Online Extra: How Tesco Lives Not By Bread Alone

Chairman David Reid explains the grocer's success in nonfood goods: Sell the right products at the right price at a convenient location

When supermarket chain Tesco first began expanding into nonfoods in 1997, its competitors shrugged, sat back, and waited for it to fail. How could Britain's leading grocer, do well selling anything other than food, its traditional bread and butter? Or so the thinking went.

Now, six years later, Tesco (TSCDY ) has done so well hawking items like clothing, CDs, and housewares that its competitors are struggling to catch up. In September, both Wal-Mart (WMT )-owned Asda and J. Sainsbury announced that they were beefing up their nonfood lines.

Meantime, Tesco is at the top of its game. It's Britain's leading private-sector employer. Sales and profits are soaring. It has expanded in 10 countries -- and is the market leader in six of them. What's more, experts see further growth ahead. On Sept. 16, BusinessWeek's Laura Cohn sat down with incoming Tesco Chairman David Reid to discuss the chain's success, its future in nonfood retailing, and whether it would consider expanding into the U.S. The following are edited excerpts from that conversation:

Q: How have you managed to defy your critics and actually do well in nonfood?

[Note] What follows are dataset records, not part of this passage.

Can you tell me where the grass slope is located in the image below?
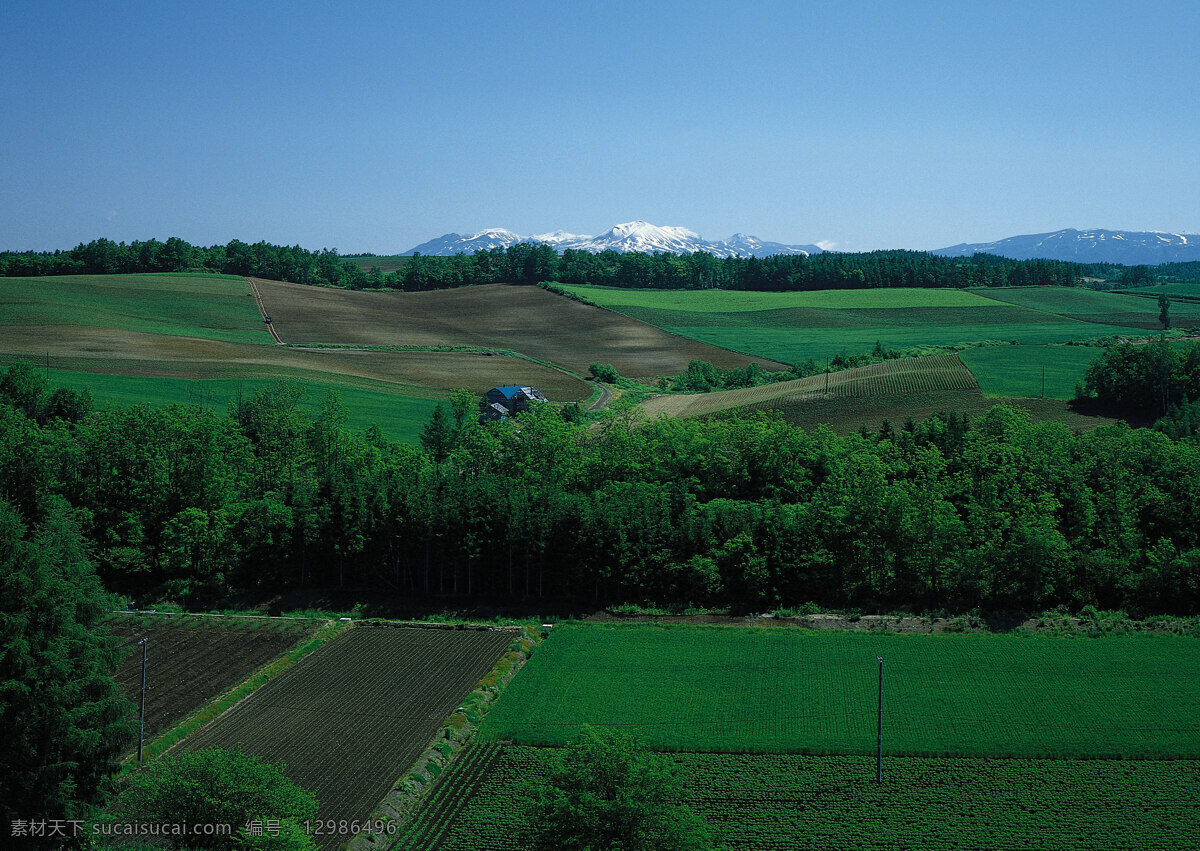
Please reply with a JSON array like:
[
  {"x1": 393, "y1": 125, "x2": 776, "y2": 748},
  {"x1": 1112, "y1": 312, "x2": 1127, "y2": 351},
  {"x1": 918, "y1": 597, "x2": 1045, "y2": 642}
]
[
  {"x1": 481, "y1": 627, "x2": 1200, "y2": 757},
  {"x1": 408, "y1": 745, "x2": 1200, "y2": 851},
  {"x1": 0, "y1": 275, "x2": 271, "y2": 346},
  {"x1": 50, "y1": 370, "x2": 438, "y2": 444}
]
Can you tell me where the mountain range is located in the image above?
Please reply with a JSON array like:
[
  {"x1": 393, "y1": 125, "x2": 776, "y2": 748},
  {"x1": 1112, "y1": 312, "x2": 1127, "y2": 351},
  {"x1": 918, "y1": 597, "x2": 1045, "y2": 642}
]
[
  {"x1": 401, "y1": 222, "x2": 821, "y2": 257},
  {"x1": 402, "y1": 221, "x2": 1200, "y2": 265}
]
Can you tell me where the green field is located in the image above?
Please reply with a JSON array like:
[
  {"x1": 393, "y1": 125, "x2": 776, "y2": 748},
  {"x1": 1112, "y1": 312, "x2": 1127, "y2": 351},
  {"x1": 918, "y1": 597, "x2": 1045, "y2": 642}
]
[
  {"x1": 959, "y1": 346, "x2": 1103, "y2": 398},
  {"x1": 1126, "y1": 281, "x2": 1200, "y2": 300},
  {"x1": 564, "y1": 287, "x2": 1161, "y2": 362},
  {"x1": 36, "y1": 370, "x2": 437, "y2": 444},
  {"x1": 0, "y1": 275, "x2": 272, "y2": 346},
  {"x1": 405, "y1": 745, "x2": 1200, "y2": 851},
  {"x1": 481, "y1": 627, "x2": 1200, "y2": 757}
]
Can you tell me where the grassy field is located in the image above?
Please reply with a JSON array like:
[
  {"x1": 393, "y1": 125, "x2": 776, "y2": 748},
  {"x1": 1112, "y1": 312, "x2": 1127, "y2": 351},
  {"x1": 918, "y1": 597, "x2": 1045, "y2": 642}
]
[
  {"x1": 1124, "y1": 282, "x2": 1200, "y2": 298},
  {"x1": 259, "y1": 281, "x2": 779, "y2": 383},
  {"x1": 959, "y1": 346, "x2": 1103, "y2": 398},
  {"x1": 396, "y1": 744, "x2": 1200, "y2": 851},
  {"x1": 481, "y1": 625, "x2": 1200, "y2": 759},
  {"x1": 39, "y1": 370, "x2": 448, "y2": 444},
  {"x1": 106, "y1": 612, "x2": 322, "y2": 741},
  {"x1": 396, "y1": 624, "x2": 1200, "y2": 851},
  {"x1": 180, "y1": 627, "x2": 517, "y2": 847},
  {"x1": 0, "y1": 275, "x2": 271, "y2": 346}
]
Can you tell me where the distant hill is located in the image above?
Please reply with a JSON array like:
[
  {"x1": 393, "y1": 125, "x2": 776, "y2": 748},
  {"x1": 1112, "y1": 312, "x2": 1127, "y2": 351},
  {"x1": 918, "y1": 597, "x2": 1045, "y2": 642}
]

The strategy, which we set out some years ago, said we've got great locations, so why don't we sell them nonfoods and become as strong in nonfoods as in foods? What we've done is increase the size of our stores in two ways. One is to build bigger stores. Plus, we've extended a lot of our existing stores where we owned the land. That's been a pretty powerful thing.

Q: But how did you draw customers in?


We have the same strategy on nonfoods as on grocery: If we can [be] 15% to 20% cheaper than the expensive British high street, customers will come to you. So if we sell them the right products at the right price at a convenient location, we're going to do well.

Q: How important is nonfood to your future growth?


It will continue to be very important because there's every sign the customers like what they're getting. The only constraint is being able to get enough space to sell it to them.

If you look at our overseas hypermarkets, by the end of this year, we'll have 189 hypermarkets in Central Europe and Asia. Roughly 35% to 40% of those sales are in nonfood. We've got sourcing hubs in five or six locations -- Bangladesh, etc. -- where we can buy really well. So that means we can do a better job for customers, whether they're in Thailand or in Britain. We've got to compete with the likes of Wal-Mart.

Q: Some analysts worry that you're taking on too much risk by going into economies that aren't as stable as the one in your home market, like those in Southeast Asia. Your response?


South America is a good evidence of that. We're not in South America, happily. We've been pretty careful. We haven't invested in Russia or Indonesia. You have to make choices about where you go. We don't always get it right, but we're pretty happy about our country selection. So far, so good.

Q: What about the SARS scare? Didn't that hurt you, since you have exposure in Asia?


We coped very well. In Taiwan, customers are now beginning to think: What sort of an environment do I want to shop in? Do I want to shop in a wet street market with rats? There are signs that people are now thinking: Well, maybe I should shop somewhere that appears to be brighter, cleaner. That was the case in Britain. The more food scares there were in the '90s, the better our trade got because people thought: Well, I trust Tesco. They're going to be on the case.

Q: You're in 10 countries now. Would you ever consider expanding into the U.S.?


We never say never to the U.S. It's a big market, it's a good market in many ways. If we could find the right way, we'd obviously have a look at it. We're very cautious because Britain doesn't have a great track record over there. But equally, if Tesco is in Europe, in Asia, then maybe one day it will be in the U.S.